For months now there's been a nagging voice in my head telling me that I should at least make a token effort to volunteer with the local Yes campaign in Cumbernauld. But deep down I think I've always known that I'm not one of life's natural canvassers (ie. there's a risk I could make matters worse rather than better!). Early last month, though, I decided to split the difference and do what I should have done ages ago - turn myself into a walking advertisement by ordering some badges from the online Yes Scotland shop. When they arrived, I realised to my horror that I was going to have to choose between an enormous badge that would make me feel very self-conscious, and a small one that would require you to practically be standing on top of me before you could decipher the word written on it. I used the small one while I was travelling on the continent, because I knew it wouldn't make much difference anyway - but I gradually resigned myself to the thought that I was going to have to switch to the enormous one when I got home, otherwise the whole exercise would be pointless.
I first took the plunge when I spent the day in Edinburgh last Thursday, and suffice to say the difference was palpable. It was like I was constantly making a verbal statement, and people felt entitled to 'reply', which is a bit startling when in your own mind you're just minding your own business as per usual. When I got back to Glasgow late that night I went into a 24-hour shop, and the man at the counter immediately asked me to give him one reason why Scotland should be independent. It took me completely by surprise, and I had to admit to him that I was very tired (of course three seconds after leaving the shop I thought of all the things I should have said). Thankfully, he nodded to me anyway and said : "I think you're right".
Yesterday I took things a step further and wore the badge throughout a day-trip to Arran. It got the following reactions -
* A Caledonian MacBrayne employee asked me where I got the badge, and said "good" when I told him it was from the Yes Scotland online shop.
* An Englishman on the island shouted "Yes!" and gave me a big thumbs up as I passed, which was an absolutely lovely show of solidarity (unless of course he's an Arran resident, in which case he's probably a Yes voter himself). But again, it took me completely by surprise when I was lost in thought about something else, and I just smiled awkwardly and kept on walking, which I think disappointed him slightly!
* As I was waiting to get back on the ferry as a new batch of foot passengers came off, one of them looked at me as if he'd just seen something utterly revolting (entirely understandable, to be fair) and very loudly said "OH MY GOD VOTE NO", in a Gary: Tank Commander sort of voice.
* When I got back to Glasgow, a slightly drunk young woman mistook me for a campaigner and begged me to give her a Yes badge. She didn't strike me as the sort of person who would normally be passionate about politics (or even necessarily turn out to vote) so that probably tells you something important.
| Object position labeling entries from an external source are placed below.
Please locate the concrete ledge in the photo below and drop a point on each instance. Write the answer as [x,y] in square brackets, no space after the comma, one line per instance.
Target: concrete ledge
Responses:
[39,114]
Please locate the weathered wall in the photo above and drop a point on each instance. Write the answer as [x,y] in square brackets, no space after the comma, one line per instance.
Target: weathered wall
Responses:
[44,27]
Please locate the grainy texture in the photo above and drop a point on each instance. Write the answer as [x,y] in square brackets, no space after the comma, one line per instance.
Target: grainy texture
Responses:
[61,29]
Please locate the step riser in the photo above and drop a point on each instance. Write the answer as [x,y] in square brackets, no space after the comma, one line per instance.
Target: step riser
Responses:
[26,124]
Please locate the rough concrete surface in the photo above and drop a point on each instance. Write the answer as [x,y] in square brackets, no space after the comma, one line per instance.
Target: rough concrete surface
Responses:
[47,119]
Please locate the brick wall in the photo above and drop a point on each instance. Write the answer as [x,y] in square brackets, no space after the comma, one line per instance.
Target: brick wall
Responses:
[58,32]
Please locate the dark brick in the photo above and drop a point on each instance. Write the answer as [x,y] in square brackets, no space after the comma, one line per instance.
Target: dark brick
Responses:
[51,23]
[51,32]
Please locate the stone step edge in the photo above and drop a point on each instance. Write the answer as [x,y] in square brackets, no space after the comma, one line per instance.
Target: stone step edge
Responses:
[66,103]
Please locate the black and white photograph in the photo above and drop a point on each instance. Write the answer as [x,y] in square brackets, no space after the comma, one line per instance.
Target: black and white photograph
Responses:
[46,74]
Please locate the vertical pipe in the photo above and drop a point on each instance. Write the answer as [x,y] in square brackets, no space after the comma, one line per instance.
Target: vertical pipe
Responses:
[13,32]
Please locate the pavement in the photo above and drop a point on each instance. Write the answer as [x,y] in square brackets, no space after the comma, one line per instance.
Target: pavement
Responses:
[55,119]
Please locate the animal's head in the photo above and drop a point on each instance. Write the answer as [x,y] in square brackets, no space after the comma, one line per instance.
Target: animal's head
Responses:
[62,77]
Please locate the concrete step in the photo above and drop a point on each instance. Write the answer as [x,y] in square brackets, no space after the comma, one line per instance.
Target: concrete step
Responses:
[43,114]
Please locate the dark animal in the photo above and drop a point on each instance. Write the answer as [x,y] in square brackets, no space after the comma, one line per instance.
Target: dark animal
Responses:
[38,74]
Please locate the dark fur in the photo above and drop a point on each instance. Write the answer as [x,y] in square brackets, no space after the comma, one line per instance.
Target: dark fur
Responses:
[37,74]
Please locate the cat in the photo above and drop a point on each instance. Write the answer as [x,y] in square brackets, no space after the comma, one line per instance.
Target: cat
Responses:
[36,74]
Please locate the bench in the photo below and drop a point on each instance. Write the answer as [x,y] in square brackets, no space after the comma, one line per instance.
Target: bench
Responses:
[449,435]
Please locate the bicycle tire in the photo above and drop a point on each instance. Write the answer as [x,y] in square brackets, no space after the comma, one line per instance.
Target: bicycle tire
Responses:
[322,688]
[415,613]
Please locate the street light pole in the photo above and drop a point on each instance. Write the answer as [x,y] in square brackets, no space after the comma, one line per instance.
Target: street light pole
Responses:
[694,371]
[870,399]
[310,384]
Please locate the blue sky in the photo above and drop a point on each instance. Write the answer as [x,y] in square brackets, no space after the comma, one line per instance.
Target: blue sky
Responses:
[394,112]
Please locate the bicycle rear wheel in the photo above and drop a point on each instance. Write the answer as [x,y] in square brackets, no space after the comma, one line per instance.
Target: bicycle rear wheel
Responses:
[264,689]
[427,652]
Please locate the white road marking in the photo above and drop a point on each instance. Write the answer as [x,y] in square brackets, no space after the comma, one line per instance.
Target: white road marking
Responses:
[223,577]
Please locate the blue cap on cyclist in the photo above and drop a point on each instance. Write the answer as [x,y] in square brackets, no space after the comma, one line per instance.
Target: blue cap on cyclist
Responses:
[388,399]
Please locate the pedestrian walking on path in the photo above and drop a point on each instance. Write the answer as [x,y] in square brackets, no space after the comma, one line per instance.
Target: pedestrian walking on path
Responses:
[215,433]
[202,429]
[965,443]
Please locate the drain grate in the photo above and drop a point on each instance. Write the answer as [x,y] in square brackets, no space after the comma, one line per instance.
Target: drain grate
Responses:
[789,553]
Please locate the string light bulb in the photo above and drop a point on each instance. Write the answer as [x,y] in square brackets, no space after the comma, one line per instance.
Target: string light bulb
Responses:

* I then walked into a very similar 24-hour shop to last week's, and the man at the counter eyed me for a couple of seconds before grinning and saying in a thick Pakistani accent : "YES - FOR - SCOTLAND!"
The one and only time when I deliberately tucked the badge away was when I reached a spot called Giant's Graves, which is the location of the remains of two Neolithic tombs. It was obvious even from a distance that something slightly peculiar was going on there, and I had a feeling I was about to have an awkward enough conversation without bringing the referendum into it. At first I thought it was some kind of hippy ritual, because a woman was lying down in one of the tombs, while a man stared into space intensely. When I got there, the woman peeked over the edge of the stone and said "Hi!", in a tone of voice that you'd put on if you were trying to sound extremely friendly while wishing to God the other person would go away. I said "hiya, am I interrupting?" Her response was "not yet!", which she said in such a mischievously guilty sounding way that I almost started to wonder if they were planning to have sex in the tomb. But to my relief I then noticed some fancy-looking equipment lying around, so I think it must have been a photo-shoot. The woman was good-looking and unnecessarily well-groomed for the surroundings, so she was probably a model and the guy was probably the photographer. It was very irritating, though, because I had walked two miles uphill to get there, and you don't really expect to be in the back of beyond and STILL find yourself in someone's way!